If you have been following the stock market, then you are familiar with the cycles of euphoria and panic which characterize it. You know precisely what happens when stock prices take a dip: a wave of panic sweeps through the stock market; people rush to offload stocks – which drives prices even lower. In most cases, trading has to be suspended in order to contain the panic.
This panic arises because most investors in the stock market are ordinary investors. They don’t have a strategy to mitigate their losses when their stock prices fall below the purchase price. Sophisticated investors are smarter than this. They use lots of tools to mitigate their losses. One of the tools they use is called options trading.
What Are Options?
An option is basically a contract which can be bought on a specific asset. Once bought, this contract gives the buyer a right – but not an obligation – to buy or sell the underlying asset at a specific price on or before a specific date.
Okay, this sounds a little gobbledygook. So let’s use an example.

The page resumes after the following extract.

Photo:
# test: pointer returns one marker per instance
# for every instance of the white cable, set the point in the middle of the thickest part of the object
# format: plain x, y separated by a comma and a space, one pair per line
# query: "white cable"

Imagine you are an ardent fan of 1960s James Bond movies. So, you want to buy one of the cars driven by 007 in the movies. You Google up the car driven in Goldfinger, and discover it is an Aston Martin DB5.

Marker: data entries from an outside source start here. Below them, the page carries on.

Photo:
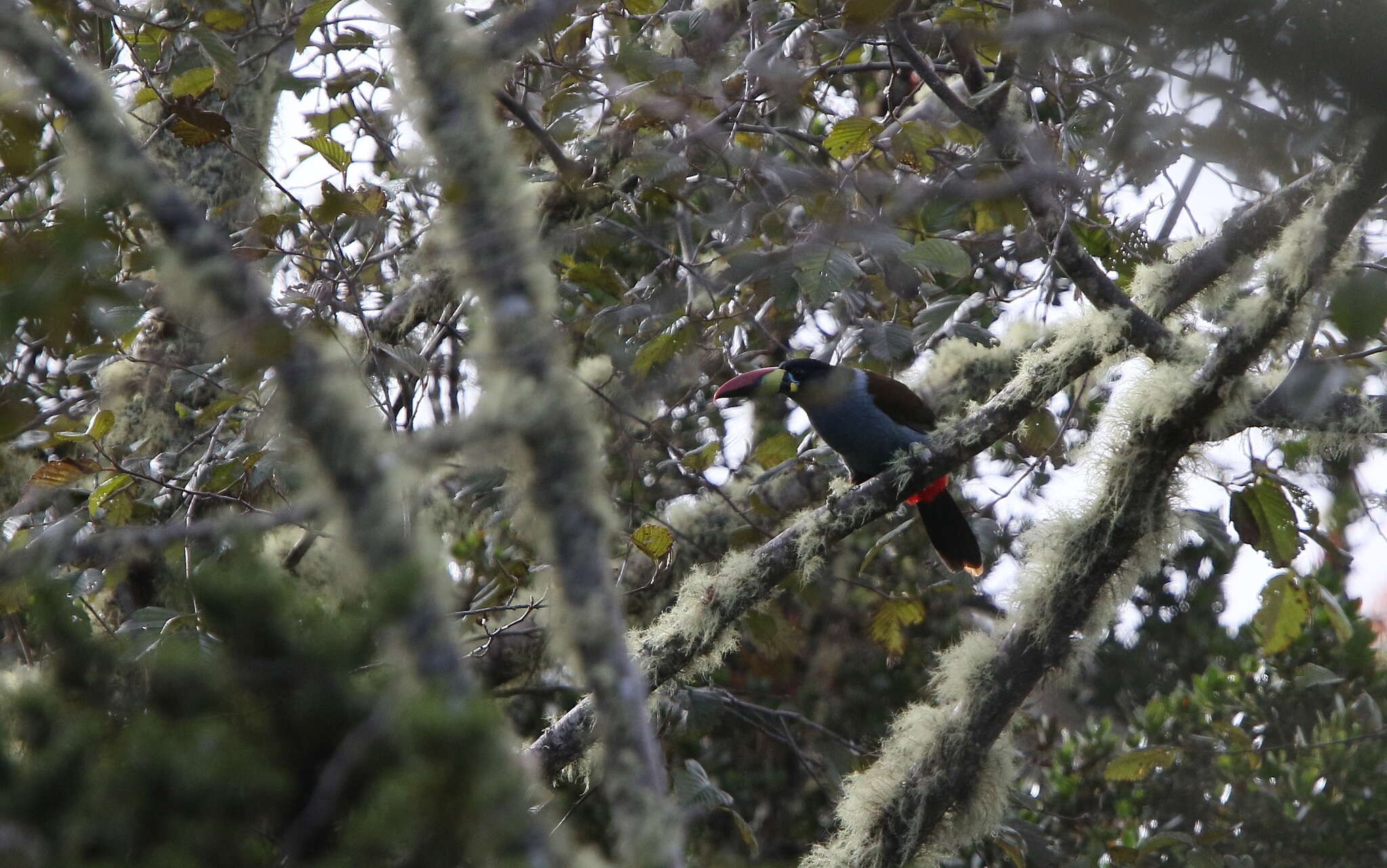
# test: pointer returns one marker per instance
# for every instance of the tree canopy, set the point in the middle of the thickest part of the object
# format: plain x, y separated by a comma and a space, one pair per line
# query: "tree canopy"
366, 501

You go searching for someone who has the car, and find someone willing to sell it for $400,000. Unfortunately, you don’t have the $400,000 in your account. However, you are confident that you can get it in 3 months’ time.
So, you buy an option worth $10,000 for three months on the car. This basically means that you reserve the right to buy car within three months. The owner cannot sell it to someone else.
Now, let’s imagine that having secured an option on the car, you find an expert to authenticate it. For the sake of learning, let’s imagine the expert comes up with two different verdicts.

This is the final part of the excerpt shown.